I used to be good for two or three solo rounds per year. They’re great. I won’t sit here and tell you I prefer them to one of those Sunday morning foursomes — that looks like it’s going to be a threesome because no one’s talked to Blake since he left the bar the night before — but they’re a great change of pace for a 10-ish handicap who follows too many swing coaches on Instagram. I find them necessary. That afternoon, they paired me up with a man whose name escapes me, but whose vibe does not: Let’s call him Mike.
I shook Mike’s hand on the first tee, not realizing that this heavily tatted up man in a Papas Beer t-shirt was taking practice swings in Crocs. I’d love to tell you that I didn’t make any assumptions about Mike’s game that day, but I did not anticipate the lowest stress 74 you could imagine anchored by a Kawamura-like tempo. I guess you have to swing easy when you’re rocking Crocs. Mike was that dude.
The first few holes were quiet. I think he could tell I was looking to relax a bit and not completely let it rip. Mike was on his day off as evidenced by the pile of empty Lone Star Lights piled up in the back of his golf cart. When I realized he was already a few deep by the time we hit our tee shots on 3, I hilariously wondered if he’d still be standing by the time we made the turn. That was a silly thought. Mike was clearly the kind of guy who can put back a dozen beers or so and look none the worse for wear. The completely opposite of me.
As Mike generously asked if his music was too loud, a playlist that skewed on the heavy side of the ‘80s and ‘90s, I told him to let it rip while undoubtedly taking a sip from my one and only front nine Coors Light.
As the day progressed, Mike and I became solid golf course acquaintances. We complemented each other’s good shots, discussed the Austin municipal golf landscape, and ripped on other groups for slow play. Nothing too deep. Unless you count reading energy as deep, and if that’s the case, then, yeah, it got deep.
As the sun began to set behind the trees along 15, Mike let me know he could read people’s energy. I didn’t dig into this too much, but when he told me mine was good, I was pretty fucking stoked. You might think, “Of course he told you this. He wouldn’t make it awkward by telling you your energy was lame.” Uhh, yes he would. Mike didn’t give a fuck. You should know that by now. What’s important, though, is that Mike dug my vibe. I dug his. Vibes were good across the board.
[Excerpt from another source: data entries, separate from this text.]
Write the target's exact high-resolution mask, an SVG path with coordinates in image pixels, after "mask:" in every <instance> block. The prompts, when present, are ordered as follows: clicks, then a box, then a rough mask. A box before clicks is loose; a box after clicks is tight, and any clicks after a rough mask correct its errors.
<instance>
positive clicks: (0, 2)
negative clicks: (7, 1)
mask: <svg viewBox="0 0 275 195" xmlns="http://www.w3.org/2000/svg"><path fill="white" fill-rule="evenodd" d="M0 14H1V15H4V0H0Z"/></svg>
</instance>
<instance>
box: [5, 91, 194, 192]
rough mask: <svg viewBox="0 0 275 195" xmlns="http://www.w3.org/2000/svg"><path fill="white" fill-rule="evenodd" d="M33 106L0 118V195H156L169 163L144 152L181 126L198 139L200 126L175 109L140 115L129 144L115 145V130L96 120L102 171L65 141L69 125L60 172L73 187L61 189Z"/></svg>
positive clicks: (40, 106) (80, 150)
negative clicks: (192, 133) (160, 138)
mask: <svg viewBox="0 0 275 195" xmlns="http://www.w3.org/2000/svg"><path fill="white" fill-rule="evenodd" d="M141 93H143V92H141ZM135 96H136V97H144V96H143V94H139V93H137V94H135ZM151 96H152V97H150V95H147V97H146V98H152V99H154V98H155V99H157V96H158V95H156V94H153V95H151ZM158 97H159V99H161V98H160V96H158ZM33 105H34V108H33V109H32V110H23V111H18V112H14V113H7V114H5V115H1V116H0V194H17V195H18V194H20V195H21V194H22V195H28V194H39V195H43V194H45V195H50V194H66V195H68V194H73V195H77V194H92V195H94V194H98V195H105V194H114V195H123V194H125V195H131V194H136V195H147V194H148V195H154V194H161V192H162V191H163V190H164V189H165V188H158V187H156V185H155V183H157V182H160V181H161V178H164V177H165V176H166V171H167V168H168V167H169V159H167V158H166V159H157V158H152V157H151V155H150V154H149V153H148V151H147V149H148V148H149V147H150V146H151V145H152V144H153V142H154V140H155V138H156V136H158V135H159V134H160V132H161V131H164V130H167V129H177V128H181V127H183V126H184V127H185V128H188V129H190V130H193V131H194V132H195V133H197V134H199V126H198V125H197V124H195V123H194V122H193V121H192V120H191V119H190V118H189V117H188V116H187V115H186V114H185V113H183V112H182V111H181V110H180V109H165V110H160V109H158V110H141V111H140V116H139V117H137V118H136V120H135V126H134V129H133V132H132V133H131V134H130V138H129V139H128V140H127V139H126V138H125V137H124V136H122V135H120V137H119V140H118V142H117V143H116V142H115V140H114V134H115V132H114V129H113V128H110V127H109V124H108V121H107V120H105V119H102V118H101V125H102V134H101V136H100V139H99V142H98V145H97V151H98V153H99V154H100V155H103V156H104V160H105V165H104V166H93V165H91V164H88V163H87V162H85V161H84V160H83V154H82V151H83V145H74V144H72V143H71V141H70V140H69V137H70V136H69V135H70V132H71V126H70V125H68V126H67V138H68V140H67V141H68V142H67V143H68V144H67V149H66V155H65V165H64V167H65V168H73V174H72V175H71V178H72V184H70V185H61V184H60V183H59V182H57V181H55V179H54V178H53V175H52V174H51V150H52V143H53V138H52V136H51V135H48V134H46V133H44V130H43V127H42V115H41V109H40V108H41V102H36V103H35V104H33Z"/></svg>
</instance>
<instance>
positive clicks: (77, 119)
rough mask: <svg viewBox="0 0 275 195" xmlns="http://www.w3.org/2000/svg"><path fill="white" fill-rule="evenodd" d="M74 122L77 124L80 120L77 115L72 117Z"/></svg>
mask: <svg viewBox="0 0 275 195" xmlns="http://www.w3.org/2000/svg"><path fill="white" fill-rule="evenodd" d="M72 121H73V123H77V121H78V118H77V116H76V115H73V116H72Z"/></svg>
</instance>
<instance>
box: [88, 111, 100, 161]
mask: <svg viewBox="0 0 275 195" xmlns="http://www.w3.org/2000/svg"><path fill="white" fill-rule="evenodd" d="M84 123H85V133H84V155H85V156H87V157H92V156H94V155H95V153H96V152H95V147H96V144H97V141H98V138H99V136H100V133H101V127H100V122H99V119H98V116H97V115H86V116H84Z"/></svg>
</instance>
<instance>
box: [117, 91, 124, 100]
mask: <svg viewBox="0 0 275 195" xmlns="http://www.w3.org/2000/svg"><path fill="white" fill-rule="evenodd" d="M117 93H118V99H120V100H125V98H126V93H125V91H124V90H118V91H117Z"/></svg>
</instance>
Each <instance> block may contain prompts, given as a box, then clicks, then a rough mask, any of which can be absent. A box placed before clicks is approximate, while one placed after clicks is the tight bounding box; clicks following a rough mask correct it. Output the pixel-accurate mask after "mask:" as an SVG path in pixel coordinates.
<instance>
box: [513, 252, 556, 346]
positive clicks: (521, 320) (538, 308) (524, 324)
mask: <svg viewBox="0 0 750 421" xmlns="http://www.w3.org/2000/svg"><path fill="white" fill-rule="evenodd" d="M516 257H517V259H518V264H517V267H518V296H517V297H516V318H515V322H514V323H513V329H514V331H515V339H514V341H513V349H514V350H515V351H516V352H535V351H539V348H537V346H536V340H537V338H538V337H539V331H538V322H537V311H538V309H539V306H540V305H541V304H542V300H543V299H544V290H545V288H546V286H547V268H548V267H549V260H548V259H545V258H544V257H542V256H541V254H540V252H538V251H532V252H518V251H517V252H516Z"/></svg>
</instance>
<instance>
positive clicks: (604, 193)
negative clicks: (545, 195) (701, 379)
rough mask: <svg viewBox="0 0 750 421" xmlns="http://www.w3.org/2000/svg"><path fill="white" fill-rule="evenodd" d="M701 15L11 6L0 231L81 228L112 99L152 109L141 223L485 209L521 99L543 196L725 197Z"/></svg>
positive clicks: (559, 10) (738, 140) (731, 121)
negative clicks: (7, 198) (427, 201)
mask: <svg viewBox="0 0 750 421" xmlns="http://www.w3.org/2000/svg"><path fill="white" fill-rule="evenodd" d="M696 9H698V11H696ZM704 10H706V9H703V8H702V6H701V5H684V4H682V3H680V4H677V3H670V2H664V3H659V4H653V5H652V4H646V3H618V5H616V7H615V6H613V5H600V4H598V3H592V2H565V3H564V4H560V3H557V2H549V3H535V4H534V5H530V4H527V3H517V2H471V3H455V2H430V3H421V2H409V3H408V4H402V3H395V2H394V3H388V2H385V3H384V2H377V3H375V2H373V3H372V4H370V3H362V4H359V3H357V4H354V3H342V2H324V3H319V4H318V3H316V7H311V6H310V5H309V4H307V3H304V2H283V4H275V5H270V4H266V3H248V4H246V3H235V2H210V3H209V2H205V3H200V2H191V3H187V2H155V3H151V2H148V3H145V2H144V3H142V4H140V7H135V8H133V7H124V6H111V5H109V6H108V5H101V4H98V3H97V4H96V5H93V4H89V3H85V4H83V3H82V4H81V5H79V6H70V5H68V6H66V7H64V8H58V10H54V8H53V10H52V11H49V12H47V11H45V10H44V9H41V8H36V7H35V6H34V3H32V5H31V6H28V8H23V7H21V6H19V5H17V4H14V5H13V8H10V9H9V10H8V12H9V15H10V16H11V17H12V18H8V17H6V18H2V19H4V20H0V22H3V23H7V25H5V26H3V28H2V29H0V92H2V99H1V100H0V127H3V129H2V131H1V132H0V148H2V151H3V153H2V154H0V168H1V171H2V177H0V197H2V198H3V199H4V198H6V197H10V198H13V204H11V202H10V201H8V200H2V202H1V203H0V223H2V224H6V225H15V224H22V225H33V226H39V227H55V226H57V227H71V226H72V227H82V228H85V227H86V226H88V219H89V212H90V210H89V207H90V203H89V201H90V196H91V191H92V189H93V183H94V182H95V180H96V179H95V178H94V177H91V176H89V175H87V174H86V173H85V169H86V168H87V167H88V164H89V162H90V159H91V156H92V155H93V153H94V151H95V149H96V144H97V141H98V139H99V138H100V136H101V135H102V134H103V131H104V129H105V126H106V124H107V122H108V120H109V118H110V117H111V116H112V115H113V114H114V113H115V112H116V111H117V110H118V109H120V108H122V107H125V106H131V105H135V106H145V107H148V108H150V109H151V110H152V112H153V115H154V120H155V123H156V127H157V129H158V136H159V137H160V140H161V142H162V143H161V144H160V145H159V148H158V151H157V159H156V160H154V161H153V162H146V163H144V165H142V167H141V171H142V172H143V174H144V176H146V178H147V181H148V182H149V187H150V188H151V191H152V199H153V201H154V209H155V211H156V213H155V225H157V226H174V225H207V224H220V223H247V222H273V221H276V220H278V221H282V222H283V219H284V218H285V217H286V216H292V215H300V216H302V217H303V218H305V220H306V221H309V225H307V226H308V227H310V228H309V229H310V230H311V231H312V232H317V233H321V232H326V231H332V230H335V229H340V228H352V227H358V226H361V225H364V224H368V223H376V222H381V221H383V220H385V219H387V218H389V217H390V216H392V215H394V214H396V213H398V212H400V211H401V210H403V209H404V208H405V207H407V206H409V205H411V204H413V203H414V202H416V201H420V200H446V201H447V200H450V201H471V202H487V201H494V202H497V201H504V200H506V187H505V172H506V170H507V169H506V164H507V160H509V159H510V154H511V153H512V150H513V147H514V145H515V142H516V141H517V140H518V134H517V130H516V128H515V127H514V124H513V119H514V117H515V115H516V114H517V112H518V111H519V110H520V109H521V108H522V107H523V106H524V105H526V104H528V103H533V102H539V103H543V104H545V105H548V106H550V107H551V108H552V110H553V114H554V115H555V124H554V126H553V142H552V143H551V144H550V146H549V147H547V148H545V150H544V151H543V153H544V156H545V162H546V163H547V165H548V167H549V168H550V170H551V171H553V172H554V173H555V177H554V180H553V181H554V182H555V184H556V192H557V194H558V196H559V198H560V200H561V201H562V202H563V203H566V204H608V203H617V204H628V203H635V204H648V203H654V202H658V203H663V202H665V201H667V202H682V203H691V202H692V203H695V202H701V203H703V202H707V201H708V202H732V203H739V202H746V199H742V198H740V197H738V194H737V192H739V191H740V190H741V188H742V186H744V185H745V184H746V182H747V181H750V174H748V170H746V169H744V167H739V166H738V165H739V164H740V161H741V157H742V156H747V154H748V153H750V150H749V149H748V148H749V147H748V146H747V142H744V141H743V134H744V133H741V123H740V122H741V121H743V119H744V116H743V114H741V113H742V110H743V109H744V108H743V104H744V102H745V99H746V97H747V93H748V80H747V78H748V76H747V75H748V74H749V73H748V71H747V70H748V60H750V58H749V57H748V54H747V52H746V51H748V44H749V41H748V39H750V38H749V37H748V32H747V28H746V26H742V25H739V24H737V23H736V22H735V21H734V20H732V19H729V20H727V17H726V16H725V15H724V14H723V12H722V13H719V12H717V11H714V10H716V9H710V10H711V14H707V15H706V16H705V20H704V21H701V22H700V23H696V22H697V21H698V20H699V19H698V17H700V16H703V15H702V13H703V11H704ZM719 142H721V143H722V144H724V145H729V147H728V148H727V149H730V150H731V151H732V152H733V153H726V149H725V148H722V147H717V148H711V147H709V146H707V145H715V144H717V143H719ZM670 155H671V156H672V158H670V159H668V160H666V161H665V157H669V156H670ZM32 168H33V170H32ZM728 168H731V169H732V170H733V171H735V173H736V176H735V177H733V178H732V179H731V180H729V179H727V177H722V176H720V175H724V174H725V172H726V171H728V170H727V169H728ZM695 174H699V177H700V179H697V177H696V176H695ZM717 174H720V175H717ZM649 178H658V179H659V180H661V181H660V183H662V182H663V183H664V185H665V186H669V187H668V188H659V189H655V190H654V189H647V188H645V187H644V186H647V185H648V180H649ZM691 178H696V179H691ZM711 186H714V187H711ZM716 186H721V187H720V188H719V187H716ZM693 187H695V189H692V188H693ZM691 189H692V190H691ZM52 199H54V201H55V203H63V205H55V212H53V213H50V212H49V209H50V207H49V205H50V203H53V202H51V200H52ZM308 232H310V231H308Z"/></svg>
The 18th at Lions is a short and simple par 4. You don’t need driver, but I don’t know how I’d sleep at night if I didn’t hit driver. I slid the headcover off my Callaway one final time. As I approached the tee box, Mike did something bold: He gave unsolicited swing advice.
“Hey bro- you’ve got a good swing. You just need to embrace your pimpness.”
It might surprise you to learn that no one’s ever said that to me before. I’ve been given plenty of swing tips that I didn’t ask for, but this one had my brain in a blender. He elaborated. “Aim down the middle and swing your swing. Don’t think about it.” Of course. Simple, yet effective. Stop being a bitch. Trust yourself. It all made sense. I hit the fairway. A little necky, but I still hit.
We shook hands and went our separate ways. I need to start taking the occasional Monday afternoon off so we can run it back. I need more Mike in my life.